Trebbiano d’Abruzzo 2020
This is a lovely fresh and fruity wine, with a beautiful light golden hue in the glass, and aromas and flavours of green and red apple, pear, lemon, lemon blossom and grapefruit zest, layered with fennel notes and a touch of bitter almonds.
On the palate it shows vibrant, juicy acidity, lots of focused pure fruit flavours, and a delicate round mouthfeel. It’s a wine that’s very good to drink now, but which will easily keep for a few more years.
It’s a versatile wine too: to savour on its own, or as an accessible yet interesting food partner for all seasons. You can pair it with a wide range of antipasti, with seafood carpaccios or ceviche, sushi & sashimi, barbecued seafood or poultry. Or – like we did last night – with a wintery dish of carrot mash, pork sausages and a citrussy green herb salad. Simply delicious!
Even though you can easily drink the 2020 Pecorino now, I would recommend giving it at least 1 or 2 more years in the cellar so it gets a chance to show its true character. Or decant it, as you wish. 😉
Another beauty in the glass, with that attractive light golden hue that evokes warm spring afternoons, and aromas and flavours of pear, yellow apple, fresh figs, melon and citrus zest, over herbal tones (sage, thyme), almond blossoms and lightly toasted bread. Zippy acidity cuts through the concentrated flavours and round, creamy texture, and it ends on a mouthwatering saline note.
This is a great cheese pairing partner (and not just because of the grape variety’s name), especially with semi-hard and hard cheeses, including aged and crumbly styles. But it will match equally well with creamy and cheesy pastas, spaghetti carbonara, chicken or veal fricassee, as well as with sushi and sashimi (incl. the more intense marinated and glazed versions), yakitori, grilled whole fish with lemon and herbs, cassoulet or even refined renditions of caesar salad.
Montepulciano d’Abruzzo 2020
Opening this wine now is kind of committing vinfanticide (tipping my hat to Keita here, who introduced me to the term on Vivino many years ago). Even though it’s already whispering of its potential, it is too young to fully showcase it now. So if you’re a tad impatient like me: decant the wine for at least a few hours before diving in.

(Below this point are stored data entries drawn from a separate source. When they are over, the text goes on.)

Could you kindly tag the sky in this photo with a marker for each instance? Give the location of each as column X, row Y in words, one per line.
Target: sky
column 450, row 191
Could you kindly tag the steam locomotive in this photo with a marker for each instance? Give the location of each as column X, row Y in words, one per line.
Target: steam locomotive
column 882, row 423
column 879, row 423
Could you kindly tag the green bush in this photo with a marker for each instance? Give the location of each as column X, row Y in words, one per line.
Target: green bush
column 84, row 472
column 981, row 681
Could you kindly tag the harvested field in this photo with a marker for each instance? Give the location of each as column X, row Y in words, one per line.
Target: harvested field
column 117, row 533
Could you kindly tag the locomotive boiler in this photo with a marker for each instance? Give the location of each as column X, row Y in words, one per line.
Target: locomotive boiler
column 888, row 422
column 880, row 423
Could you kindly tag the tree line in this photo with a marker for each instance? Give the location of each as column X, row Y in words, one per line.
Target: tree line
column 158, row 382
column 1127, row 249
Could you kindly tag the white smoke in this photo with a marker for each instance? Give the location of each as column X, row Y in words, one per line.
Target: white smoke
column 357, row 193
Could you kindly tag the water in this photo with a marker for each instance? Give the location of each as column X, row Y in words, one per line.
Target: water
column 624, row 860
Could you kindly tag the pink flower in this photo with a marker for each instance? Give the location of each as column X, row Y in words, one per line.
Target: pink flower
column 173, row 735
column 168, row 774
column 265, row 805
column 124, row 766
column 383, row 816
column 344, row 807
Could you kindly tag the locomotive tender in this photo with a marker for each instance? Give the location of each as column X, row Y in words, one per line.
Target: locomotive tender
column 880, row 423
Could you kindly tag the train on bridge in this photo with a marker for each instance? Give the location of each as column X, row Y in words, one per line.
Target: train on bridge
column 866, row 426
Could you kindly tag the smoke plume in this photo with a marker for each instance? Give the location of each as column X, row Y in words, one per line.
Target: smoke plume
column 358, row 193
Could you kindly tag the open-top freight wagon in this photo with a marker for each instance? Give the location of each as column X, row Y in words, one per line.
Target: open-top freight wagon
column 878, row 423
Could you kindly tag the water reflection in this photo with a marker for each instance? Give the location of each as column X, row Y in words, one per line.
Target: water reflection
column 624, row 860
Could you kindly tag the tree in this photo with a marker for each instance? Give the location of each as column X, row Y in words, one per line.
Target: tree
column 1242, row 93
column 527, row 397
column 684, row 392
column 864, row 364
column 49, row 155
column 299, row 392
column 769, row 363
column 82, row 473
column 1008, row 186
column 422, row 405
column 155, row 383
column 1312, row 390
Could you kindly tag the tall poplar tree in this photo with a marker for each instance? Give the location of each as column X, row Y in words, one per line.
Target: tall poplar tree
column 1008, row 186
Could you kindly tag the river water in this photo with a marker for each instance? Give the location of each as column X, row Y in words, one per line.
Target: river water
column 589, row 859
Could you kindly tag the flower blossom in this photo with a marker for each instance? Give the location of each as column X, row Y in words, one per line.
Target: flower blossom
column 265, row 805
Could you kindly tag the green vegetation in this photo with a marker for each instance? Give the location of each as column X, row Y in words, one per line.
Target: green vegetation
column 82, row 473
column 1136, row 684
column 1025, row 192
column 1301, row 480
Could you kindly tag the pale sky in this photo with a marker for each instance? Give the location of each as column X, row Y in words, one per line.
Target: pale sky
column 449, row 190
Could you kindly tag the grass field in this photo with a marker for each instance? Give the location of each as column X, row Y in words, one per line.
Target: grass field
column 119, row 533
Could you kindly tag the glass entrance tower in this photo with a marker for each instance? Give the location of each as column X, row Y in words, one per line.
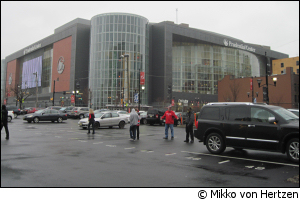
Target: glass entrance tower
column 113, row 35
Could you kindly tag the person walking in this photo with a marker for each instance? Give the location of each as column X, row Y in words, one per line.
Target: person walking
column 170, row 116
column 138, row 127
column 4, row 116
column 91, row 121
column 134, row 118
column 189, row 125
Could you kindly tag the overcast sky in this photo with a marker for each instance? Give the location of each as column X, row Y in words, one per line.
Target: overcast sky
column 274, row 24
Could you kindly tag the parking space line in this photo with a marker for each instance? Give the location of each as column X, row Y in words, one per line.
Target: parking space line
column 293, row 165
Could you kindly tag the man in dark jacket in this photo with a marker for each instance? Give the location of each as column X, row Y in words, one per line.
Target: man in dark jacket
column 4, row 116
column 189, row 125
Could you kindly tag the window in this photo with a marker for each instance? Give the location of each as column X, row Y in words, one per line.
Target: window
column 210, row 113
column 260, row 115
column 238, row 114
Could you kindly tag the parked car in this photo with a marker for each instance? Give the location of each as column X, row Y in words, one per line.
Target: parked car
column 143, row 116
column 45, row 115
column 32, row 110
column 10, row 115
column 78, row 112
column 248, row 126
column 154, row 116
column 16, row 110
column 123, row 113
column 67, row 110
column 295, row 111
column 105, row 119
column 54, row 107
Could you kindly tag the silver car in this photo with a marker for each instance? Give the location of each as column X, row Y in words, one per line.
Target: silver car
column 105, row 119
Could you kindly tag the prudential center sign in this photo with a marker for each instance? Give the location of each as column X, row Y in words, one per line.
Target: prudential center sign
column 228, row 43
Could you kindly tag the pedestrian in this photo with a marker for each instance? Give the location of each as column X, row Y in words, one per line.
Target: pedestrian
column 189, row 125
column 170, row 116
column 91, row 121
column 134, row 118
column 138, row 127
column 4, row 116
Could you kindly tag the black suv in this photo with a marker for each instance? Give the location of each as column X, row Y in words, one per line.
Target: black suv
column 154, row 116
column 249, row 126
column 16, row 110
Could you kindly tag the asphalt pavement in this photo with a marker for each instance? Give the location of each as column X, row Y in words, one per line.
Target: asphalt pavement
column 62, row 155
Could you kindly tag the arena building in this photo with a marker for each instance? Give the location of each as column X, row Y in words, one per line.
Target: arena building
column 104, row 59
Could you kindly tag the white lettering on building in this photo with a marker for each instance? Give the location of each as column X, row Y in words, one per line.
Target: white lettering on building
column 30, row 49
column 236, row 45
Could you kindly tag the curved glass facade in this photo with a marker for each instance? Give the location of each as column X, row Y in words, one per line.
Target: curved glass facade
column 198, row 67
column 113, row 35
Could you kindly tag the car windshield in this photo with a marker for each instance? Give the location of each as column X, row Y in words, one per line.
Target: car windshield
column 287, row 115
column 39, row 111
column 98, row 115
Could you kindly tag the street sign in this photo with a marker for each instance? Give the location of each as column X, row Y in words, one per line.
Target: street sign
column 136, row 98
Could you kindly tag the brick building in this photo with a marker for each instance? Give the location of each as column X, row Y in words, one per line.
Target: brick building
column 285, row 94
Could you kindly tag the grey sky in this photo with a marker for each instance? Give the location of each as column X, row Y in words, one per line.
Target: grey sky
column 274, row 24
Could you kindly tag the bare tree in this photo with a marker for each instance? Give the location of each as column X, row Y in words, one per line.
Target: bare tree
column 21, row 94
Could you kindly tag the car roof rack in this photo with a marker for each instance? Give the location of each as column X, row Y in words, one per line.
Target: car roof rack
column 235, row 103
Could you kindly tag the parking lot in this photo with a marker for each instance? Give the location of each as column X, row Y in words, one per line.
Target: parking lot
column 49, row 154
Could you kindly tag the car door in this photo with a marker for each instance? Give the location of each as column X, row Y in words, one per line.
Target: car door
column 115, row 118
column 261, row 133
column 53, row 115
column 236, row 125
column 45, row 116
column 105, row 120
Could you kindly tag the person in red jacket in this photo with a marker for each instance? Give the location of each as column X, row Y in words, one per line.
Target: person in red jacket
column 170, row 116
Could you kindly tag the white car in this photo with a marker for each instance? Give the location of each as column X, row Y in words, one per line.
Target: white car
column 123, row 113
column 105, row 119
column 10, row 115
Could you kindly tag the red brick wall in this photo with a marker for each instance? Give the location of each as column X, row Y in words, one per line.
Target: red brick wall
column 62, row 48
column 280, row 95
column 13, row 68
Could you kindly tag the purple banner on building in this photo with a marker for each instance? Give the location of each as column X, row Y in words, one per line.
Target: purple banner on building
column 30, row 67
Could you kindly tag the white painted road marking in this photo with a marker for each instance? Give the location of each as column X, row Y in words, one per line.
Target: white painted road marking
column 241, row 158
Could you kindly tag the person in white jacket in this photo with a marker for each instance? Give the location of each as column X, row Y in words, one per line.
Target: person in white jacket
column 134, row 118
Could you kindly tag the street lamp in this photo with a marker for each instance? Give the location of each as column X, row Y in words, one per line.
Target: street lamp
column 127, row 56
column 36, row 82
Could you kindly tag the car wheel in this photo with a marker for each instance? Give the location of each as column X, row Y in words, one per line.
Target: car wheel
column 215, row 143
column 121, row 125
column 59, row 120
column 36, row 120
column 292, row 149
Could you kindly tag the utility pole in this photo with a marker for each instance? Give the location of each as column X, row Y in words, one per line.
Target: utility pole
column 36, row 82
column 53, row 93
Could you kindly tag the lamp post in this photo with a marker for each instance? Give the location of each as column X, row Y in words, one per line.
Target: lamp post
column 36, row 82
column 127, row 69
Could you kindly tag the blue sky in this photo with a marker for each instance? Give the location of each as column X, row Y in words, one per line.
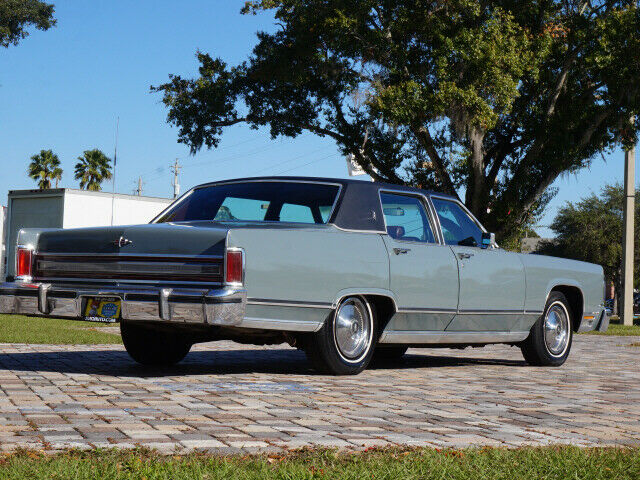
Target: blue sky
column 63, row 89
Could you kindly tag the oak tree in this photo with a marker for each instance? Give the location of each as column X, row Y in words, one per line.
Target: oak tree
column 490, row 101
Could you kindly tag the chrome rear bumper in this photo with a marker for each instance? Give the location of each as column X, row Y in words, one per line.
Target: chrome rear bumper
column 224, row 306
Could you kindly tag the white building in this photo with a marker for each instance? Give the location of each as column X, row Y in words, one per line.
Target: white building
column 71, row 208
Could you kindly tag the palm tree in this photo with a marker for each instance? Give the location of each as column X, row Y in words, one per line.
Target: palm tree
column 44, row 167
column 93, row 168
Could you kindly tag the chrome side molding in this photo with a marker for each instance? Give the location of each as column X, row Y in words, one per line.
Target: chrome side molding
column 445, row 337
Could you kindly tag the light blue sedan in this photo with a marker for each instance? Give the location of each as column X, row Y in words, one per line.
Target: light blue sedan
column 346, row 270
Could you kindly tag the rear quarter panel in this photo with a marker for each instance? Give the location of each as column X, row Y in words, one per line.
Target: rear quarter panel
column 311, row 265
column 543, row 273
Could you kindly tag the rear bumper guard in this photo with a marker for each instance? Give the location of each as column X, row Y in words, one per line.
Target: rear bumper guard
column 224, row 306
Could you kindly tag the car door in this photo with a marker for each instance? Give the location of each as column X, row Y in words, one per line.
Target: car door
column 492, row 280
column 423, row 272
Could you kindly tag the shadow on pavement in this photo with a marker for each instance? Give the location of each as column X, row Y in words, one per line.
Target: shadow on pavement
column 212, row 362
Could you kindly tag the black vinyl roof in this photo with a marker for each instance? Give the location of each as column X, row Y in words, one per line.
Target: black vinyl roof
column 358, row 206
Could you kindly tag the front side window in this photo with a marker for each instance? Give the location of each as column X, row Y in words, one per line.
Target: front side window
column 458, row 227
column 256, row 202
column 406, row 218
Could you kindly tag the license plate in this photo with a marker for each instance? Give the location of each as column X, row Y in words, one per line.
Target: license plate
column 102, row 309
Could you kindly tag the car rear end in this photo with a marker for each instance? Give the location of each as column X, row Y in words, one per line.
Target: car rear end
column 155, row 273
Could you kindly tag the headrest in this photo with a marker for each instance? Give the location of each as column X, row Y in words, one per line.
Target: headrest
column 395, row 231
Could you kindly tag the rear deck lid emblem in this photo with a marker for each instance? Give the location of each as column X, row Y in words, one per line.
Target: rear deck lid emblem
column 122, row 242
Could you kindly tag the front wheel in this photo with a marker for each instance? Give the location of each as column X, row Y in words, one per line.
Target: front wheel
column 345, row 344
column 153, row 347
column 550, row 339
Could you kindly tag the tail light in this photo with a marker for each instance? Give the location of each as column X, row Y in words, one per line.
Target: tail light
column 24, row 260
column 234, row 266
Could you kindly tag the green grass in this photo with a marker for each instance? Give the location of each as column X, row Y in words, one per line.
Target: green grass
column 616, row 328
column 21, row 329
column 546, row 463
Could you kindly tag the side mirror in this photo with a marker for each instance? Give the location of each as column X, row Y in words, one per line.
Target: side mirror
column 489, row 240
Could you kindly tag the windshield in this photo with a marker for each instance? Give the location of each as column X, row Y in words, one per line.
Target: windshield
column 257, row 202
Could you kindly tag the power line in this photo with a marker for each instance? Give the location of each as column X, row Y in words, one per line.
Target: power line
column 308, row 163
column 176, row 185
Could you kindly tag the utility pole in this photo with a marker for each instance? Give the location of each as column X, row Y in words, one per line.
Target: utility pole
column 627, row 245
column 115, row 163
column 175, row 168
column 138, row 191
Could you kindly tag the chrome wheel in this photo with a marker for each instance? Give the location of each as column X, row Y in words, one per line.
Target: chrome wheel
column 352, row 329
column 556, row 329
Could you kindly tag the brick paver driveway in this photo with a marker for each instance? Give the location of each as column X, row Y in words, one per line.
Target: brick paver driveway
column 226, row 397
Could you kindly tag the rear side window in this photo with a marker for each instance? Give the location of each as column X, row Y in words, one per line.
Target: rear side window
column 458, row 227
column 265, row 201
column 406, row 218
column 296, row 213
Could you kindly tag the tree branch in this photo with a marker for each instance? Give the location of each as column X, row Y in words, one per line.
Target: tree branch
column 423, row 136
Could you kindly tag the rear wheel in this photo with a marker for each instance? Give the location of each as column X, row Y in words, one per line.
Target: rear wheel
column 153, row 347
column 345, row 344
column 550, row 339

This is an intriguing Montepulciano, and in a blind tasting I would have suspected it got some oak ageing, which is – as far as I know – not the case. It was fermented with indigenous yeasts, in stainless steel tanks, and briefly matured in stainless steel and in bottle afterwards. There are delicious notes of coffee, cloves and cinnamon in there, which support the lively acidity and rich fruit into a medium-length, fresh, layered finish. The tannins are ripe but still at the forefront, so they could use either a few years of bottle ageing, or a good red meat dish, to mellow out.
But the most powerful feature of this wine is its wonderful red and black fruit character: dark cherries, plums and dried cranberries, interlaced with orange zest, dark chocolate, baking spices, candied violets and a sprinkle of dried herbs (oregano, fennel). At its current young age: pair with a wide range of meat dishes, from great steaks and well-made burgers to flavoursome herb-rich / ragu-style / tomato-based sauces and stews. In a few years, it will match beautifully with cured meats, grilled mushrooms and all kinds of well-seasoned plant-based dishes as well.